La puce sous-cutanée fonctionne grâce aux technologies NFC et RFID. Elle émet une onde à courte distance, qui lui permet d’être lue par les appareils équipés de détecteurs. C’est le même procédé que l’on utilise pour les paiements sans contact avec un téléphone ou une carte de crédit.

La puce simplifie donc la vie de l’utilisateur. Il peut grâce à ce gadget :

  • payer, à l’identique du “sans contact” des cartes de paiement.
  • entrer chez lui, car la puce peut remplacer ses clés.
  • prendre les transports publics, en scannant sa main au lieu du pass Navigo.
  • suivre son état de santé, car la puce sous-cutanée agit également comme un capteur.

 

Schéma puce sous cutanée et composants

 

 

Le cas de la Suède

Aujourd’hui plus de 3.500 Suédois se sont implantés une puce électronique implantée sous la peau, dont Ulrika Cesling. Pour elle le sujet ne fait pas du tout débat et ils sont très ouverts à ce concept avec le même crédo : se faciliter la vie.

De nombreux Suédois accèdent donc aux transports en commun, à leur domicile, à leur travail et même aux salles de sport grâce à cette puce sous cutanée.

Prouvant leur ouverture d’esprit sur ce sujet il existe des “implant party”, parfois à l’initiative d’entreprises, où de nombreux curieux viennent se faire implanter ces fameuses puces sous-cutanées.

 

Les risques

Cette pratique pose des problèmes au niveau sanitaire. Elle provoque des infections liées au corps étranger installé sous la peau, voir même des cancers.

Se pose également le problème des données personnelles. En effet la puce électronique contient des données privées comme l’accès au domicile ou encore les coordonnées bancaires de l’utilisateur.

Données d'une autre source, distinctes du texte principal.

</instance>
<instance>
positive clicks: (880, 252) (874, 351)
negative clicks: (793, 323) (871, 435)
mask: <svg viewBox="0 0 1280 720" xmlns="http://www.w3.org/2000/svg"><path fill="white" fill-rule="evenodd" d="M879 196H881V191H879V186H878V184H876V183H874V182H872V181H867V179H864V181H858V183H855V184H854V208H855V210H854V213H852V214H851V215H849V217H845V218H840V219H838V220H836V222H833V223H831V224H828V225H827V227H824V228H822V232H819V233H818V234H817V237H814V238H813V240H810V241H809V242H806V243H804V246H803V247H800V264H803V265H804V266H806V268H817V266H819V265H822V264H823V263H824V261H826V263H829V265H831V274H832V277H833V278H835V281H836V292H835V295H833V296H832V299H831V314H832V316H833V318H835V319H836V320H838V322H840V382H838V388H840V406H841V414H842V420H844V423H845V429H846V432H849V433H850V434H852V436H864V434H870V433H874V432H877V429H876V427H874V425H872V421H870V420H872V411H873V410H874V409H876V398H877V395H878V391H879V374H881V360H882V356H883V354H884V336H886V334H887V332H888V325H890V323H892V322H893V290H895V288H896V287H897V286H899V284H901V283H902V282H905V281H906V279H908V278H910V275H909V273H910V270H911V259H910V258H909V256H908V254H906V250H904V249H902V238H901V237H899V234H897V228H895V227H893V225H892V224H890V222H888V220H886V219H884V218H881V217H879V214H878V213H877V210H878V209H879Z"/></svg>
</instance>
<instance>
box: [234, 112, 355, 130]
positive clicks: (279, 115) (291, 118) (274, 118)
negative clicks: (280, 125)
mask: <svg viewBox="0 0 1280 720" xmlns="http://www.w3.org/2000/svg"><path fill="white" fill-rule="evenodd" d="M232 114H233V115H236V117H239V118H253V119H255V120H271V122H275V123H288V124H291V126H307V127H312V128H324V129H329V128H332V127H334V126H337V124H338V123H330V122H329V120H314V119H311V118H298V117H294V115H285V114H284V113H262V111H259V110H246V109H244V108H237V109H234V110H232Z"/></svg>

On assiste à l’émergence du bio-hacking, qui consiste à cloner les données de l’utilisateur et les réimplanter dans une autre puce. Le hackeur peut avoir accès au domicile, au lieu de travail de sa victime mais encore suivre ses déplacements.

Évidemment ces risques ne sont que des exemples des nombreuses dérives de l’utilisation de ces puces sous-cutanées.

Ce concept de puce sous-cutanée se présente ainsi comme une intrusion dans la vie privée mais surtout dans le corps de l’utilisateur. Cependant elle s’inscrit vraisemblablement dans la tendance des innovations et du progrès technique que l’on vit actuellement.